Tom Essaye, president and founder of Sevens Report Research, conveyed a sense of cautious optimism regarding Trump’s market maneuvers. He emphasized that the former president is unlikely to intentionally destabilize the economy. This perspective has fostered a strategic framework for investors, particularly in 2026, focusing on enduring the volatility generated by disruptive headlines while aiming for robust returns on the S&P 500.
Central to this strategy is the concept of the “TACO theory,” a term coined by financial journalist Robert Armstrong, which stands for “Trump Always Chickens Out.” This notion posits that Trump employs severe threats as leverage but tends to backtrack when those threats potentially damage the financial markets or the broader economy. A notable example was during the “Liberation Day” tariffs in April 2025, when immediate market turmoil turned into a buying opportunity for savvy traders.
As the year unfolds, Trump’s administration has redirected its focus, initially targeting Venezuela and later seeking to regulate credit card companies, healthcare providers, and even the Federal Reserve. Additionally, he has positioned Greenland in the crosshairs, threatening tariffs of 10% on European goods with a possible escalation to 25% if negotiations for purchasing the territory falter.
Trump’s aggressive stance could extend to the agricultural sector, with potential tariffs of up to 200% on French champagne and wine following diplomatic tensions with President Emmanuel Macron. Such moves follow a scripted approach intended to apply pressure through attention-grabbing figures, though prediction markets currently assign only an 18% chance of such tariffs materializing by February.
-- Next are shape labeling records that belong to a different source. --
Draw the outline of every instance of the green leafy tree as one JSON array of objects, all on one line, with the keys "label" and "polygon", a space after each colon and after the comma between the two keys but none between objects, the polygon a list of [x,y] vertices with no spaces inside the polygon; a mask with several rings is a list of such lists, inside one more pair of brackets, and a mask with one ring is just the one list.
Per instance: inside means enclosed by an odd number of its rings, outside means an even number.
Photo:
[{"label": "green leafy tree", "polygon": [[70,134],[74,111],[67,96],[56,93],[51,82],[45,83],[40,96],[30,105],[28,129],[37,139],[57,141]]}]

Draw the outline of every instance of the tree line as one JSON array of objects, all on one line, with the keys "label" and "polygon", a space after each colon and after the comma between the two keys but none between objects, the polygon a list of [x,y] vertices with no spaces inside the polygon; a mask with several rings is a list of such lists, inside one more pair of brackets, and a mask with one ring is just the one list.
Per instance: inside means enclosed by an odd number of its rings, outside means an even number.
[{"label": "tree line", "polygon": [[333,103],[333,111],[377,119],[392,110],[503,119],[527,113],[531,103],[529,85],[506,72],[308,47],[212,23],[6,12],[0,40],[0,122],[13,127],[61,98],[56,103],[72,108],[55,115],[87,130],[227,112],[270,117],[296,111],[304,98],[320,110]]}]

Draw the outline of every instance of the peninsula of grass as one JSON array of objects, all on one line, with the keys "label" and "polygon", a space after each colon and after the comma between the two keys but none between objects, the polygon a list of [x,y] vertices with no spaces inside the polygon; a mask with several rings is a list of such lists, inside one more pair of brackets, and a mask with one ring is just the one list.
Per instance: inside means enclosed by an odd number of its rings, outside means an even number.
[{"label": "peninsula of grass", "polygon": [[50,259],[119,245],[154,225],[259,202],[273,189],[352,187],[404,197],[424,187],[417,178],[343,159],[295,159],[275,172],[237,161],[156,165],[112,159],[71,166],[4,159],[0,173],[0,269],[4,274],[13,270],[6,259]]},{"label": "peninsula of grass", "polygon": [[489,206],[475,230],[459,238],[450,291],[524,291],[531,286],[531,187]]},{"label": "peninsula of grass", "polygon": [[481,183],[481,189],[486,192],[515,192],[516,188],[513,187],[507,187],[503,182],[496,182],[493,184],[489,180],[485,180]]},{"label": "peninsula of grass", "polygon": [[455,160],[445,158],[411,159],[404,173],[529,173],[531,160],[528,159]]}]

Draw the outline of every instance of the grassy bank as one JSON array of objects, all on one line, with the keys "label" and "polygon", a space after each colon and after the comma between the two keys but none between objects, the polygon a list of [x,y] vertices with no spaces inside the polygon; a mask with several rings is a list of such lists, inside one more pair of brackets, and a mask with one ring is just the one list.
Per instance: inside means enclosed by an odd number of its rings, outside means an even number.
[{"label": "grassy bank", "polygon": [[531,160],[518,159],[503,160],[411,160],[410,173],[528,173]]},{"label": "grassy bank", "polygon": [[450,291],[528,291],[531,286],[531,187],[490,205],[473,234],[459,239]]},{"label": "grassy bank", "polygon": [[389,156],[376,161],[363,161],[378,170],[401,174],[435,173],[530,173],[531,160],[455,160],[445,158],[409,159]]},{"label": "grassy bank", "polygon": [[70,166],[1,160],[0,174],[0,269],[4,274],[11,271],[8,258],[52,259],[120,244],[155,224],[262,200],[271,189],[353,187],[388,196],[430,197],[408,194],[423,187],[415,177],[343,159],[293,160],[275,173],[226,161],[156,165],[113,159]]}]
Despite the barrage of headlines, the structural components underpinning the market rally remain robust. Essaye identified four critical pillars: earnings growth, fiscal stimulus, Federal Reserve support, and the ongoing advancements in artificial intelligence. He cautioned, however, that while options to hedge are available, maintaining the “buy the dip” philosophy is still advisable.
Investors are encouraged to maintain focus on market trends rather than being distracted by external noise. Sectors such as financials and healthcare have been identified as promising opportunities, often experiencing steep sell-offs due to transient social media discussions, only to recover when the anticipated regulatory changes fail to come to fruition.
Ultimately, the TACO trade hinges on the belief that Trump is significantly motivated by stock market performance, with his desire for favorable economic indicators serving as a counterbalance to his more contentious policy threats. For investors, each policy-driven downturn should be perceived as a strategic entry point rather than a setback.